The S&P 500 is sending out a rare technical warning signal that hasn’t been seen since 2017. jimmy carter As of Thursday, 14 consecutive days of losses dominated the market trend.

What happened: Warning: “Market tops have to start somewhere, and many tops start with breadth divergences” Ed ClissoldNDR’s chief U.S. strategist noted that this marked the longest losing streak since October 15, 1978, Business Insider reported on Monday.

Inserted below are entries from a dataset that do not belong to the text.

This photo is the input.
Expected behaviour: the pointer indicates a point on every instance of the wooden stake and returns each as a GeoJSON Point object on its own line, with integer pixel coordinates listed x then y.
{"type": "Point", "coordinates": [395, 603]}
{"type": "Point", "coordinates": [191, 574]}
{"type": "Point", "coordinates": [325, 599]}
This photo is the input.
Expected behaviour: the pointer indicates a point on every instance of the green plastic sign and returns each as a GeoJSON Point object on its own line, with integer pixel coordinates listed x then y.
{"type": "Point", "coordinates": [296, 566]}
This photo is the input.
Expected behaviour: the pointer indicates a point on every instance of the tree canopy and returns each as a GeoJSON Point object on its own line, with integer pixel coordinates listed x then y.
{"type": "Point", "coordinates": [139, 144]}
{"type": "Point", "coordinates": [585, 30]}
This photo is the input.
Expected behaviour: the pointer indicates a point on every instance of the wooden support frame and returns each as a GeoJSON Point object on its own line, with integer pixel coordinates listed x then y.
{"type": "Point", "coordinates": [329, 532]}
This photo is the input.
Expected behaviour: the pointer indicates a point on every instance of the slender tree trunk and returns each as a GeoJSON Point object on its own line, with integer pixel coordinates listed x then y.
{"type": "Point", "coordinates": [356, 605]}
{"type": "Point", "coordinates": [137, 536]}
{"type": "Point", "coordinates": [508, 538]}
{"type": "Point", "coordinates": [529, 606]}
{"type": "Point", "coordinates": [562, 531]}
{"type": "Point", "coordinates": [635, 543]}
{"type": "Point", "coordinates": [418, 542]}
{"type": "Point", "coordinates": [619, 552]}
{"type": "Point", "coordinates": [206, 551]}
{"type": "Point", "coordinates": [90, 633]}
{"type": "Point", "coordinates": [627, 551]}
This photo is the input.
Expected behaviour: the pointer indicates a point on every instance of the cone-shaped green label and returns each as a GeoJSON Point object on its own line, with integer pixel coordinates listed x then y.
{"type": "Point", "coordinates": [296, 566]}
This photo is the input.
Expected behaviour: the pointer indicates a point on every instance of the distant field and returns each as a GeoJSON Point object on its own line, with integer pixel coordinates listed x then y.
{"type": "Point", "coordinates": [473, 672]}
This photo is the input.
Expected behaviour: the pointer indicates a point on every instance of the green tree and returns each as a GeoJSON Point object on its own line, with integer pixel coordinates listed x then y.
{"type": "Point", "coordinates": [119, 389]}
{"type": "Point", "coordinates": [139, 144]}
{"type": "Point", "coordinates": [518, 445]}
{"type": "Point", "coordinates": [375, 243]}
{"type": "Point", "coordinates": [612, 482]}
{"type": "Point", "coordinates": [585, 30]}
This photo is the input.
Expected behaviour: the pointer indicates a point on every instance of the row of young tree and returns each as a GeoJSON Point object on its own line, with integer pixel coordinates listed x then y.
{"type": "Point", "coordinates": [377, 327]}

The troubling market breadth comes at a time when the benchmark index is just 4% below its all-time high, masking deeper problems beneath the surface. The equal-weighted S&P 500 index, which is more reflective of typical stock performance, is down 7% from its peak.

Historical data paints a worrying picture for investors. After a similar sharp decline since 1972, the S&P 500 returned an average of just 0.1% over the next six months, well below the 4.5% typical gain across all periods.

Entering the traditionally bullish year-end, the market faces a severe test. “The lack of Santa Claus gatherings is not only worrisome from a seasonal perspective, but it also contributes to the deepening of broad divisions,” Clissor warned.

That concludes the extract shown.